The purchase of the archive, which contains several manuscripts, around 2,000 letters, 40 photo albums and countless notes along with other items, was announced in November, although the cost involved was not made public until Wednesday.
The transaction was made months earlier through Glenn Horowitz Bookseller with its office in New York.
Among the most valuable objects in the archive are the final document of 'One Hundred Years of Solitude' that he sent to the publishers in 1967, and one of the few existing manuscripts of 'En agosto nos vemos' ('We'll Meet in August'), an unfinished novel.
The UT refused initially to make public the purchase contract and asked the Texan authorities for a special permit to keep it a secret, contrary to what is required by state law, but the request was rejected a few days ago.
UT spokesperson Jen Tisdale confirmed the transaction amount to Efe Wednesday.
The Harry Ransom Center, the university institution that now owns the archive, has one of the most important literary collections in the country with works by James Joyce, Ernest Hemingway, Jorge Luis Borges and William Faulkner among many others.

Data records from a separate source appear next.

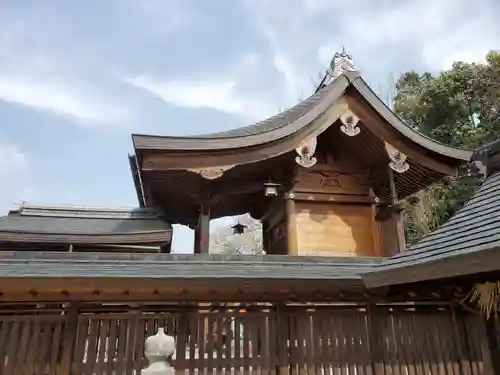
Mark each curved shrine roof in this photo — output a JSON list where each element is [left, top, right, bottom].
[[132, 72, 472, 160], [365, 140, 500, 286]]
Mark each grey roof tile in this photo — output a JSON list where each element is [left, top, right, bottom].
[[0, 252, 377, 282], [0, 205, 172, 244]]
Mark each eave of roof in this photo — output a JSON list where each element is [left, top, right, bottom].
[[0, 204, 172, 244], [132, 72, 472, 161], [363, 159, 500, 287], [0, 251, 378, 285]]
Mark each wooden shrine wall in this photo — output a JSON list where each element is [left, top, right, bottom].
[[293, 161, 381, 257], [0, 306, 500, 375], [295, 202, 376, 257]]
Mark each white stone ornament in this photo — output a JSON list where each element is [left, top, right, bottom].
[[385, 142, 410, 173], [188, 165, 234, 180], [295, 137, 318, 168], [328, 47, 356, 78], [142, 327, 175, 375], [340, 110, 361, 137]]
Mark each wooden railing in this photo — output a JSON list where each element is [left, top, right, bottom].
[[0, 306, 500, 375]]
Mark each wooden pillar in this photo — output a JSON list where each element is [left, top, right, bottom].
[[285, 193, 299, 255], [483, 316, 500, 375], [60, 303, 78, 375], [388, 167, 406, 252]]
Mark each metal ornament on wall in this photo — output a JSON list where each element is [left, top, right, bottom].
[[385, 142, 410, 173], [295, 137, 318, 168], [188, 165, 234, 180], [340, 110, 361, 137]]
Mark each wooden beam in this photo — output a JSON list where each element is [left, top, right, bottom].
[[345, 92, 456, 176], [60, 303, 78, 375], [198, 204, 210, 254]]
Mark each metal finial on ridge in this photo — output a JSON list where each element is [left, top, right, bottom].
[[316, 46, 356, 92]]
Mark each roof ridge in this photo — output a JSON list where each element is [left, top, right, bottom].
[[471, 139, 500, 176], [9, 201, 162, 219]]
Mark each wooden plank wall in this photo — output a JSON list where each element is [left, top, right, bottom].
[[0, 307, 494, 375]]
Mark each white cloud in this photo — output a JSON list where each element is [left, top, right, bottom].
[[125, 76, 272, 120], [246, 0, 500, 93], [0, 138, 38, 216], [0, 76, 129, 123], [0, 140, 28, 178]]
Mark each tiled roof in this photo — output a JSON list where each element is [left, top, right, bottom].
[[0, 252, 378, 284], [0, 204, 172, 244]]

Its director, Steve Enniss, explained to Efe last November that the decision to go to the Center for the preservation of Marquez's legacy was taken exclusively by his widow, Mercedes Barcha and his sons, Rodrigo and Gonzalo Garcia.
Rodrigo Garcia Barcha said that the intention of the family was always to find the best place for the archives regardless of where it was.
The news aroused some suspicion in Colombia, Marquez's native country, when his son said that the Colombian government never made an offer for the archives.
Marquez died on Apr. 17, 2014 in Mexico City, where he had lived for decades.